Dr. Alexander Suh aus der Schmitz-Gruppe der Uni Münster bei einer „nichtinvasiven Probenentnahme“ - nach erfolgreicher Klärung der Dominanzfrage (Foto: privat)

Münster (mfm/tw) – Die Letzten ihrer Gruppe: Vor 240 Millionen Jahren trennten sich die Ahnenlinien von Krokodilen und Vögeln, den bis heute überlebenden Archosauria. Damit stehen Krokodile den Vögeln näher als Schildkröten, Schlangen und Echsen. Ein internationales Team mit münsterischer Beteiligung hat jetzt das Erbgut ihres gemeinsamen Urahnen zum Teil rekonstruiert. „Jurassic Park“ bleibt aber Science Fiction: Das rekonstruierte Genom ist fragmentarisch, und wie dieser Urahn aussah, kann die Wissenschaft nicht klären.
Als sich die Ahnenlinien trennten, hatten weder Flugsaurier noch Dinosaurier auf der Weltbühne debütiert. Sie entwickelten sich erst aus dem Archosauria-Urahn in dem Zweig, aus dem später Kolibri und Strauß, Adler, Spatz und Pinguin hervorgingen. Genau genommen sind die Dinosaurier nie komplett ausgestorben, sondern leben als Vögel fort. Während die beeindruckende Vielfalt dieses Zweiges schon Grundschulkinder fasziniert, ließen ihre Verwandten es gemächlicher angehen: Das Genom von Krokodilen und ihren Vorfahren veränderte sich vergleichsweise langsam, möglicherweise besonders wegen der über die Evolutionsgeschichte durchschnittlich längeren Generationenfolge.

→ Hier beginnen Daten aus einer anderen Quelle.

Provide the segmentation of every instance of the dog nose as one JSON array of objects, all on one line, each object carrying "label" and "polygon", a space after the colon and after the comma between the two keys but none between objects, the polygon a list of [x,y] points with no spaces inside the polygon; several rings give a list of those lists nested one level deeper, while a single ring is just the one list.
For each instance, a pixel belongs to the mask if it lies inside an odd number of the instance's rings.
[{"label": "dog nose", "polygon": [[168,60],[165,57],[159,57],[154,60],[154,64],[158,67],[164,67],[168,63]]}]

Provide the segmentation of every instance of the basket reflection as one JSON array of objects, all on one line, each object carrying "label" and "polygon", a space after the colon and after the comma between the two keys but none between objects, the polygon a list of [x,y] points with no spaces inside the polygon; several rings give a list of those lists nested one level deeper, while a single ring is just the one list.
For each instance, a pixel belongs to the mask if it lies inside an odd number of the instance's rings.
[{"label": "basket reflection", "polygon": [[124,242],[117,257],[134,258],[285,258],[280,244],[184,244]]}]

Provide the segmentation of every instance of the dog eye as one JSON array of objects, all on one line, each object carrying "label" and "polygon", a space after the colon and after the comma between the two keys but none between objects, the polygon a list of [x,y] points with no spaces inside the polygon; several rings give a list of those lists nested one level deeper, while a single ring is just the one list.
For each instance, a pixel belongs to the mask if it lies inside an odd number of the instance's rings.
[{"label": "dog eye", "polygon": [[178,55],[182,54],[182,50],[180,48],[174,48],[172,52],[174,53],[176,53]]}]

„Heute leben noch drei Familien von Krokodilen“, erläutert Privatdozent Dr. Jürgen Schmitz, der am Institut für Experimentelle Pathologie der Uni Münster forscht und mit seinem Team am Projekt beteiligt war: „Alligatoren, Gaviale und Echte Krokodile, die ihre letzten gemeinsamen Vorfahren vor 80 bis 90 Millionen Jahren hatten. In einem internationalen Projekt haben wir Erbgut von drei Vertretern dieser Familien – Mississippi-Alligator, Ganges-Gavial und Leistenkrokodil – gesammelt und analysiert. Zusammen mit dem Erbgut von Vögeln ließen sich rund 584 Millionen Basenpaare des gemeinsamen Vorfahren von Krokodilen, Flugsauriern, ausgestorbenen Dinosauriern und Vögeln rekonstruieren – das entspricht etwa einem Viertel des Erbgutes. Wir schätzen die Genauigkeit des partiell rekonstruierten Genoms auf mehr als 90 Prozent.“
Wie das namenlose Tier im Detail ausgesehen hat, werden die Wissenschaftler mit dem Genom nicht klären können. Dafür können sie daran aber erforschen, was die genetische Grundlage des Gigantismus mancher Dinosaurier oder des Fluges der Vögel ausmacht. Aus weiteren Erbgutanalysen konnten die Forscher schließen, dass die Populationsgrößen aller Krokodillinien im Pleistozän (etwa 2,6 Millionen bis 11.700 Jahre in der Vergangenheit) zurückgingen, wahrscheinlich wegen der globalen Abkühlung in diesem Zeitalter.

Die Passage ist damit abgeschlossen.